Patterson has not forsaken his trademark style in CROSS COUNTRY. The short chapters lend themselves well to his goal of moving the story right along, with the reader in tow. The basic plot is easy enough to follow. An old friend --- a former flame, actually --- of Alex Cross is murdered, and Cross, seeking something between justice and revenge, pursues the killer. It is the details within the plot, however, that grab you and suck you in. Cross’s friend is Ellie Randall Cox, an attorney who, with her family, is the victim of a horrific home invasion that leaves everyone in the house mutilated and slaughtered. It is the worst crime scene that Cross has ever witnessed, and the horror of it is magnified one-hundredfold when he learns that Cox, a friend from his college days and his first love, is one of the victims.
Cross all too quickly learns that the perpetrator of this unspeakable act is a Nigerian warlord known only as the Tiger, who heads a highly disciplined gang of teenaged thugs in the Washington, D.C. area. As the gang takes other victims in the area, Cross goes after them with a vengeance, only to discover that the trail of the Tiger leads back to Nigeria. Cross boldly pursues the Tiger to his native country and experiences some deadly culture shock almost from the moment he arrives in Lagos. He finds that his existence as a United States citizen, a law enforcement officer, even as a so-called African-American, means nothing in Nigeria.

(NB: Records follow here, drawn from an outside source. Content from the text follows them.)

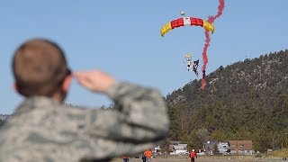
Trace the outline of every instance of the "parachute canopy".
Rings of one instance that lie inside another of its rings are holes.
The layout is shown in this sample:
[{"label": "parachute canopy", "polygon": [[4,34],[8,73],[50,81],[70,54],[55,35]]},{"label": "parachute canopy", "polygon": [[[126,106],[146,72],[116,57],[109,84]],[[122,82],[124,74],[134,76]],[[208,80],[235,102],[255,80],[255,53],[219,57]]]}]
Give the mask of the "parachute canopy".
[{"label": "parachute canopy", "polygon": [[204,21],[200,18],[195,17],[182,17],[179,19],[173,20],[172,22],[169,22],[168,23],[165,24],[160,29],[161,36],[164,37],[166,33],[167,33],[169,31],[173,30],[174,28],[178,28],[181,26],[201,26],[205,28],[206,30],[210,31],[212,33],[214,32],[214,26],[208,22],[207,21]]},{"label": "parachute canopy", "polygon": [[192,58],[192,54],[188,53],[188,54],[185,55],[186,60],[188,60],[188,59],[191,60],[191,58]]}]

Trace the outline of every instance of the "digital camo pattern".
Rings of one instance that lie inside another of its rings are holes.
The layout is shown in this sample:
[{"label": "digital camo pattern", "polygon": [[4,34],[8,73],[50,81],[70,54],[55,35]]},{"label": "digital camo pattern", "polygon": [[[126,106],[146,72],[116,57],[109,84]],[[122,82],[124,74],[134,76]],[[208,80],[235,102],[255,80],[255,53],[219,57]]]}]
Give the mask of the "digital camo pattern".
[{"label": "digital camo pattern", "polygon": [[0,130],[0,161],[109,161],[143,152],[166,137],[166,107],[157,90],[117,83],[108,95],[114,109],[25,100]]}]

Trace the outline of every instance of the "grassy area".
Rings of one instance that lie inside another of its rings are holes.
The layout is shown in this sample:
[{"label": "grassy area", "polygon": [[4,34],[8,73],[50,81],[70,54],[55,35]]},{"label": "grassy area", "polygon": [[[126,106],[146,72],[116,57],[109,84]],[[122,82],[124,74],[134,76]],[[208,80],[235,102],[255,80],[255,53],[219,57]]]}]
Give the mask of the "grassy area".
[{"label": "grassy area", "polygon": [[288,158],[288,148],[279,149],[271,153],[267,153],[266,154],[266,157]]}]

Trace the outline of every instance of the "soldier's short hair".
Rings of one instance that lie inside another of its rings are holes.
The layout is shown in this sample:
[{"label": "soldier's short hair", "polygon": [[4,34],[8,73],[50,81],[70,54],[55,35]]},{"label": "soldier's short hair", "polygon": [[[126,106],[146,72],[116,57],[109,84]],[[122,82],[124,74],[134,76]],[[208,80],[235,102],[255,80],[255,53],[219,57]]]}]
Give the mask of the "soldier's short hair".
[{"label": "soldier's short hair", "polygon": [[24,96],[50,96],[69,75],[63,50],[49,40],[32,39],[14,52],[13,72],[18,91]]}]

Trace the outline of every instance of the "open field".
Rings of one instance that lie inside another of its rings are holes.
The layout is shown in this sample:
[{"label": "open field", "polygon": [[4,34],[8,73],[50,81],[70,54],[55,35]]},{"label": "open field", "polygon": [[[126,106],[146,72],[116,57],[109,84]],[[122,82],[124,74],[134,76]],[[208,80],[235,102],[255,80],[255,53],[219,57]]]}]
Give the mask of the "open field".
[{"label": "open field", "polygon": [[[189,162],[190,159],[187,157],[158,157],[152,158],[151,162]],[[195,162],[280,162],[287,161],[283,160],[281,158],[260,158],[254,157],[236,157],[236,156],[225,156],[225,157],[199,157]],[[114,159],[112,162],[122,162],[122,158]],[[130,158],[130,162],[142,162],[140,158]]]}]

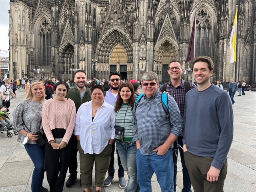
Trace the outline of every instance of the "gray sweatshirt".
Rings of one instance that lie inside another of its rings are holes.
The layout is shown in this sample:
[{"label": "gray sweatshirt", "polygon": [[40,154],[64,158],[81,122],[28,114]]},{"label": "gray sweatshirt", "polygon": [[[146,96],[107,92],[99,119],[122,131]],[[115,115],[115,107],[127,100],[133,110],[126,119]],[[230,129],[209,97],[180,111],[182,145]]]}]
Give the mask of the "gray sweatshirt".
[{"label": "gray sweatshirt", "polygon": [[233,139],[233,108],[228,94],[214,84],[186,96],[183,144],[190,153],[214,158],[211,165],[221,169]]}]

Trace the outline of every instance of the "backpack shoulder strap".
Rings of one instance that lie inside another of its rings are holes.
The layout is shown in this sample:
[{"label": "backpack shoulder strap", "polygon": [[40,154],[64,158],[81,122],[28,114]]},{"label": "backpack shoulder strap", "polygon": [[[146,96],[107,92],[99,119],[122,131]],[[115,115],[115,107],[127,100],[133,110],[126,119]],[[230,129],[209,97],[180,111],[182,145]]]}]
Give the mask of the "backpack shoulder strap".
[{"label": "backpack shoulder strap", "polygon": [[140,100],[141,99],[141,98],[142,97],[142,96],[144,95],[144,94],[143,93],[142,94],[140,94],[139,95],[139,96],[138,96],[138,97],[137,98],[137,99],[136,100],[136,101],[135,102],[135,108],[134,109],[134,110],[136,110],[136,108],[137,108],[137,106],[138,106],[139,102],[140,102]]},{"label": "backpack shoulder strap", "polygon": [[164,91],[165,91],[166,90],[166,86],[167,86],[167,84],[168,84],[168,82],[167,83],[165,83],[163,85],[162,85],[162,92],[164,92]]},{"label": "backpack shoulder strap", "polygon": [[168,106],[168,93],[163,93],[162,94],[161,98],[162,100],[162,105],[164,110],[165,113],[167,115],[168,118],[170,116],[170,113],[169,112],[169,107]]},{"label": "backpack shoulder strap", "polygon": [[190,86],[189,84],[189,82],[188,81],[186,81],[185,82],[185,92],[187,93],[189,90],[190,90]]}]

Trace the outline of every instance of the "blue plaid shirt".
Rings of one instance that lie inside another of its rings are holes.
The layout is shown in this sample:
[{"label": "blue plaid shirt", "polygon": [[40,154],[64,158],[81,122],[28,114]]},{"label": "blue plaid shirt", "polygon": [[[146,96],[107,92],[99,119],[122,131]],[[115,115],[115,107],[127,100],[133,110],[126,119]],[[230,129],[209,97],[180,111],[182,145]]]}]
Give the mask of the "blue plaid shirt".
[{"label": "blue plaid shirt", "polygon": [[158,90],[150,99],[144,95],[136,110],[134,109],[134,132],[136,126],[138,129],[133,141],[140,141],[140,151],[144,155],[156,153],[153,150],[163,144],[171,133],[182,135],[183,122],[177,103],[168,95],[168,118],[162,106],[161,94]]}]

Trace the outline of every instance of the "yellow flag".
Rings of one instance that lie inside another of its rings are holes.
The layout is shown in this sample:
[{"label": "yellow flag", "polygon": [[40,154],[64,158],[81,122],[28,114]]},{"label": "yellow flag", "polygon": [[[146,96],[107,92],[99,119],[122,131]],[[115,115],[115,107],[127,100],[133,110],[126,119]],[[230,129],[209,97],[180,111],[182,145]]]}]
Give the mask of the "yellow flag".
[{"label": "yellow flag", "polygon": [[229,45],[230,49],[230,63],[236,61],[236,29],[237,24],[237,7],[236,12],[236,16],[234,21],[233,29],[231,31]]}]

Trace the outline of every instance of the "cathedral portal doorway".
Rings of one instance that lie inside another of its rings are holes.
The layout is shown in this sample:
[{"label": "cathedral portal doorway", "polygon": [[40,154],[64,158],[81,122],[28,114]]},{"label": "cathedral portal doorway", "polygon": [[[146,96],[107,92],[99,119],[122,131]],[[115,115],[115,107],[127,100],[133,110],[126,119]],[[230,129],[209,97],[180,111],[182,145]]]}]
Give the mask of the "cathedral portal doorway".
[{"label": "cathedral portal doorway", "polygon": [[118,72],[121,79],[127,79],[127,54],[123,47],[118,43],[111,51],[110,57],[110,73]]},{"label": "cathedral portal doorway", "polygon": [[178,59],[178,45],[172,39],[166,39],[156,46],[155,53],[153,71],[158,75],[160,83],[170,81],[167,70],[170,61]]}]

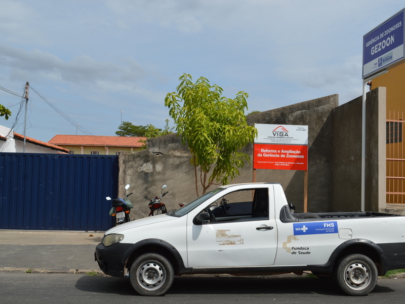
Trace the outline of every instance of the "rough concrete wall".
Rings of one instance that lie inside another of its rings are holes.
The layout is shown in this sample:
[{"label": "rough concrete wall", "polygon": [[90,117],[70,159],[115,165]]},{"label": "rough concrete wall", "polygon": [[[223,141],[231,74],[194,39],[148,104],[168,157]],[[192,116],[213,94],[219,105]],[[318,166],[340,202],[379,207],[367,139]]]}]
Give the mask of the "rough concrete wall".
[{"label": "rough concrete wall", "polygon": [[[250,124],[280,124],[308,125],[308,211],[328,211],[332,198],[332,110],[338,106],[338,96],[333,95],[281,108],[261,112],[247,117]],[[176,209],[178,204],[188,202],[196,197],[194,167],[190,163],[188,148],[182,144],[177,133],[147,140],[148,149],[134,154],[119,155],[119,193],[124,185],[131,185],[134,192],[131,199],[134,208],[131,218],[147,215],[148,201],[145,195],[152,197],[160,194],[164,184],[169,193],[164,197],[168,209]],[[253,144],[244,151],[253,159]],[[233,183],[251,182],[252,166],[247,164],[240,170],[240,175]],[[289,201],[297,211],[303,209],[304,173],[291,170],[257,170],[258,182],[281,183]],[[213,186],[213,188],[217,186]],[[199,194],[201,194],[200,186]]]},{"label": "rough concrete wall", "polygon": [[[339,96],[335,94],[248,116],[250,124],[308,126],[308,212],[330,211],[332,200],[331,113],[338,105]],[[250,149],[253,157],[253,146]],[[251,171],[251,167],[249,170]],[[256,181],[280,182],[288,201],[295,205],[296,211],[303,211],[304,171],[257,170]]]},{"label": "rough concrete wall", "polygon": [[[366,98],[366,211],[379,211],[385,205],[385,88],[367,93]],[[361,209],[362,98],[332,111],[333,211]]]}]

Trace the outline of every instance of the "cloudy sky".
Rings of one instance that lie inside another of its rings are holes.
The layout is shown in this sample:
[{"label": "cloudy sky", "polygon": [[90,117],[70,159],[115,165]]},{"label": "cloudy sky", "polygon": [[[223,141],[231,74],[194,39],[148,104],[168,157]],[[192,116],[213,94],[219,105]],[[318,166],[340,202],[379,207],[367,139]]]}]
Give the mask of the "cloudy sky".
[{"label": "cloudy sky", "polygon": [[[122,118],[163,128],[165,97],[183,73],[207,78],[227,97],[248,93],[247,113],[333,94],[344,103],[361,95],[363,35],[404,4],[0,0],[0,87],[22,95],[29,83],[26,135],[48,141],[115,135]],[[21,101],[0,90],[12,112],[0,125],[22,134]]]}]

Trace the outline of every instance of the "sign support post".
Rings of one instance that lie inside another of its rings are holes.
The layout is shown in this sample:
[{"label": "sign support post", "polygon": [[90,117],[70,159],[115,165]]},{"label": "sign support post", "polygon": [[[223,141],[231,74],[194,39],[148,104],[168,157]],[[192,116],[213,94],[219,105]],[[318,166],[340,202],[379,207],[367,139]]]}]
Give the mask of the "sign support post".
[{"label": "sign support post", "polygon": [[405,9],[363,36],[363,99],[361,130],[361,202],[366,208],[366,88],[373,78],[405,59]]}]

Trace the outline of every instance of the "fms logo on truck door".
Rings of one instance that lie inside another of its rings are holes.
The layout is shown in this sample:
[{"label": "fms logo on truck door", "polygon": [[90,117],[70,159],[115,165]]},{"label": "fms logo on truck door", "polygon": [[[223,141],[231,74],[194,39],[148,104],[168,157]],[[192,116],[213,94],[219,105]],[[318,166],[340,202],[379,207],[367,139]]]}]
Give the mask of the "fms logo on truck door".
[{"label": "fms logo on truck door", "polygon": [[295,236],[338,233],[338,222],[301,222],[293,224]]}]

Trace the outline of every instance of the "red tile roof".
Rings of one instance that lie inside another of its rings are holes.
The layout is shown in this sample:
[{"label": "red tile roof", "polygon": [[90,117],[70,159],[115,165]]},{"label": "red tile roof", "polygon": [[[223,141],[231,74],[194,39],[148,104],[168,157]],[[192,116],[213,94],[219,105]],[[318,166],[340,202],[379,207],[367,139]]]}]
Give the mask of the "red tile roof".
[{"label": "red tile roof", "polygon": [[[14,132],[14,136],[15,139],[24,140],[24,135],[23,135]],[[48,143],[48,142],[44,142],[44,141],[41,141],[40,140],[38,140],[37,139],[34,139],[34,138],[28,137],[28,136],[25,136],[25,141],[26,142],[30,142],[31,143],[37,144],[47,148],[50,148],[53,150],[57,150],[58,151],[65,153],[69,152],[69,150],[65,149],[65,148],[62,148],[62,147],[59,147],[54,144]]]},{"label": "red tile roof", "polygon": [[100,136],[95,135],[63,135],[54,136],[50,143],[64,145],[91,145],[119,147],[140,147],[145,143],[147,137],[132,136]]}]

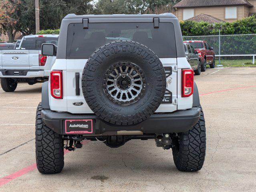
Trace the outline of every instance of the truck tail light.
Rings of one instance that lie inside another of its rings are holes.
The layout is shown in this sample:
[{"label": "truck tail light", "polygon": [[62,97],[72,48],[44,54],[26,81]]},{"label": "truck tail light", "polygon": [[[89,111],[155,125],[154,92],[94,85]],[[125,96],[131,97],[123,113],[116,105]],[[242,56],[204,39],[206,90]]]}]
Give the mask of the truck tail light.
[{"label": "truck tail light", "polygon": [[39,66],[44,66],[46,63],[46,60],[47,59],[47,56],[39,54]]},{"label": "truck tail light", "polygon": [[182,70],[182,97],[193,94],[194,88],[194,71],[192,69]]},{"label": "truck tail light", "polygon": [[50,94],[56,99],[62,99],[62,72],[52,71],[50,72]]}]

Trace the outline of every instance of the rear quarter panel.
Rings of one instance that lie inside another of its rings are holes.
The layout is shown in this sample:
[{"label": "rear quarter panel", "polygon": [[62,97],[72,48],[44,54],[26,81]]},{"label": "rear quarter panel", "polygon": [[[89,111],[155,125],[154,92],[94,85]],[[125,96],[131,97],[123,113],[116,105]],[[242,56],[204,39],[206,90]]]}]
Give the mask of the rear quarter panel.
[{"label": "rear quarter panel", "polygon": [[38,50],[29,50],[29,68],[31,70],[39,69],[39,54]]},{"label": "rear quarter panel", "polygon": [[2,51],[0,51],[0,70],[3,69],[3,65],[2,63]]}]

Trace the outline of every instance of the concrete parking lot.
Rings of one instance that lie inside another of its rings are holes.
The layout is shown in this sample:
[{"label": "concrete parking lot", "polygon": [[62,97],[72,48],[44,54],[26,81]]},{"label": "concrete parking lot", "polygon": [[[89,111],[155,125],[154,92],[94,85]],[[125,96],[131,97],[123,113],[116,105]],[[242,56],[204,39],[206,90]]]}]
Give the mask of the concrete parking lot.
[{"label": "concrete parking lot", "polygon": [[196,172],[178,171],[153,140],[113,149],[98,142],[67,153],[62,172],[39,173],[34,122],[41,84],[0,87],[0,191],[256,191],[256,68],[208,69],[195,76],[207,130]]}]

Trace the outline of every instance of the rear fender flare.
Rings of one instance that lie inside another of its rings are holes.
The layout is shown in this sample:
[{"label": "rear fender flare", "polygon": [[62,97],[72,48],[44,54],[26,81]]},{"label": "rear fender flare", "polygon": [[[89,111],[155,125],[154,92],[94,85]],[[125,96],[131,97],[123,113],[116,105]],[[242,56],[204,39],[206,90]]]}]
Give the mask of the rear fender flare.
[{"label": "rear fender flare", "polygon": [[48,82],[44,82],[42,86],[42,107],[44,109],[50,109]]},{"label": "rear fender flare", "polygon": [[198,107],[200,106],[200,99],[198,89],[195,82],[194,82],[194,91],[193,94],[193,106]]}]

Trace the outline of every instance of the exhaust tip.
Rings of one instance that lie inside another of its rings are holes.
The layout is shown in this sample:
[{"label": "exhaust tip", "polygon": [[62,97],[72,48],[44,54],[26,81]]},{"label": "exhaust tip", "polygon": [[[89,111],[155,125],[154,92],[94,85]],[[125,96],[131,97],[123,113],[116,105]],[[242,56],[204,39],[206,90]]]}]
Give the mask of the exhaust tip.
[{"label": "exhaust tip", "polygon": [[158,135],[157,136],[157,139],[162,139],[163,137],[162,135]]}]

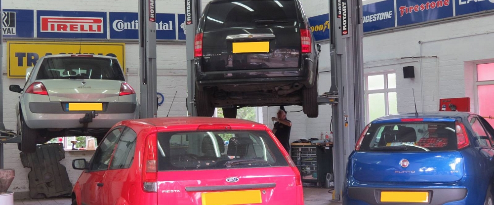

Cross is arrested, jailed, tortured, beaten and starved to within an inch of his life. Unbelievably, the circumstances of most of the citizens of the Nigerian nation, and that of neighboring Sierra Leone, are even worse. Cross has few allies, and of those, there are even fewer he can trust. Things become worse, however, when he returns to Washington, D.C. to find that the Tiger has exploited that which is perhaps Cross’s greatest weakness, an act that may well change his life forever.
CROSS COUNTRY is Patterson’s most riveting Cross novel in years. The dramatic change of locale as well as the introduction of an adversary who is a more than worthy foe for Cross makes the book unforgettable, especially with its account of the sufferings endured by the Nigerian people to this day. Patterson does not sugarcoat his description of the atrocities that take place --- you can hear just as bad, if not worse, from any Nigerian refugee in your community --- so that CROSS COUNTRY is even more violent than some of its predecessors. What is truly frightening is that what is described at the beginning of the novel may be coming to a neighborhood near you, if it is not there already.